In 2007, in the midst of first semester, Principal Stanley Teitel ruined Thanksgiving for Stuyvesant students.
The school policy on vacation homework limits work given over break to the “practice and retention of knowledge,” requires all projects be assigned well before the break and be due well afterwards, and bans all projects that require students to stay in the city during the break.
Last year, this policy was passed as a result of discussions during School Leadership Team meetings.
But on Thursday, November 29, Teitel reissued the vacation homework policy on stuy.edu with an endnote defining the applicable school breaks.
Thanksgiving, noticeably, is absent from the list.
The original policy made no distinction between Winter Recess and Thanksgiving when it referred to “school vacations.” This year, Teitel decided Thanksgiving simply does not make the cut of vacation breaks. This effectively enables teachers to assign as much homework or as many projects as they want over Thanksgiving.
The last thing anyone wants to do on a holiday dedicated to sheer unadulterated engorgement, is coming back early from Uncle Harry’s house to visit an exhibition on conditions in Cambodia during the reign of the Khmer Rouge or reading the entirety of “The Grapes of Wrath” in order to write a paper on the Dust Bowl era.

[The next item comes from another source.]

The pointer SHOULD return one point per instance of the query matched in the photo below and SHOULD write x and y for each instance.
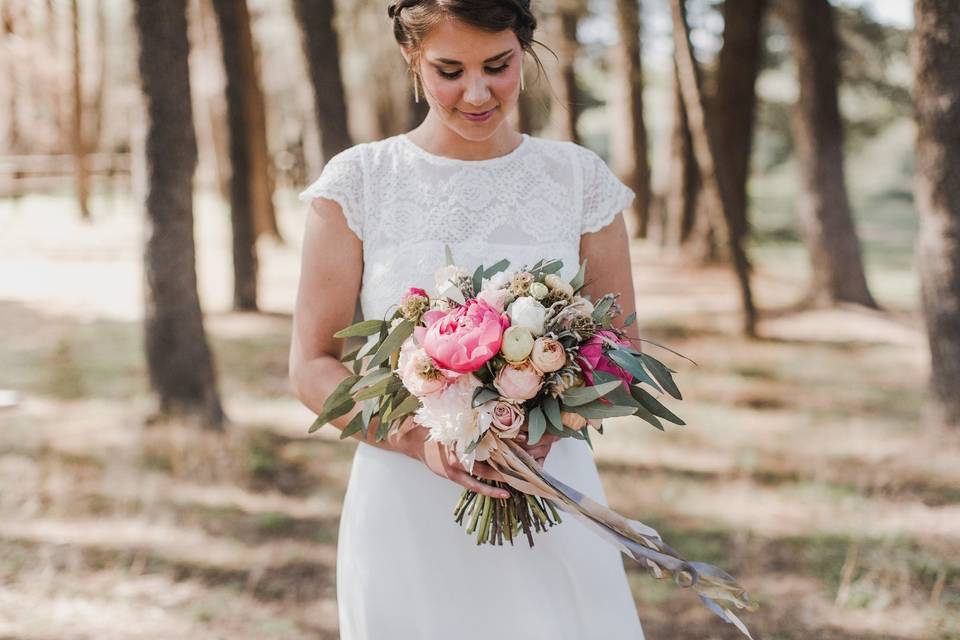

Teitel’s motivations for such an omission are unclear. I, for one, would not rule out the possibility of some traumatizing experience in Teitel’s childhood, which instilled some great hatred for Thanksgiving. Was Teitel’s Thanksgiving—like Chandler Bing’s from Friends—once marred by the loss of his toe in a plot for revenge gone wrong?
Or perhaps Teitel never got over the time his uncle vomited all over the turkey and stuffing before passing out on top of the dinner table while getting over his recent divorce.
Whatever motives Teitel may have had, it is clear that the impact of this action will be far-reaching.
Next year, as Stuyvesant students everywhere struggle to finish the mountains of mashed potatoes and yams in front of them, they will find themselves obligated to stress about and even possibly work on the mountains of homework that will be due by the first day back.
And on the day after Thanksgiving, which students would normally devote to stretching the capacity of their stomachs by eating inhuman quantities of leftovers from the day before, Stuyvesant students will find themselves struggling through Pre-Calculus problems and writing reports on the Age of Enlightenment.
Not to mention, of course, the greatest crime of all: many families will have to tailor their plans to visit relatives to allow their blossoming children to stand in lines for hours to visit that exhibit in that museum which was absolutely essential to their education.
Come on Teitel, they wrote an article in the New York Times about this policy. Couldn’t you at least wait a while to amend it?
In such a multicultural school as Stuyvesant, no holiday will be celebrated universally. Thanksgiving is devoid of any religious connotation (unlike, for example, Easter/Passover Break), and can be enjoyed by all.
I implore you, Principal Stanley Teitel, to allow your students to celebrate in full, wallow in buckets of gravy and take part in the greatest American tradition without the thought of piles homework hanging over their heads.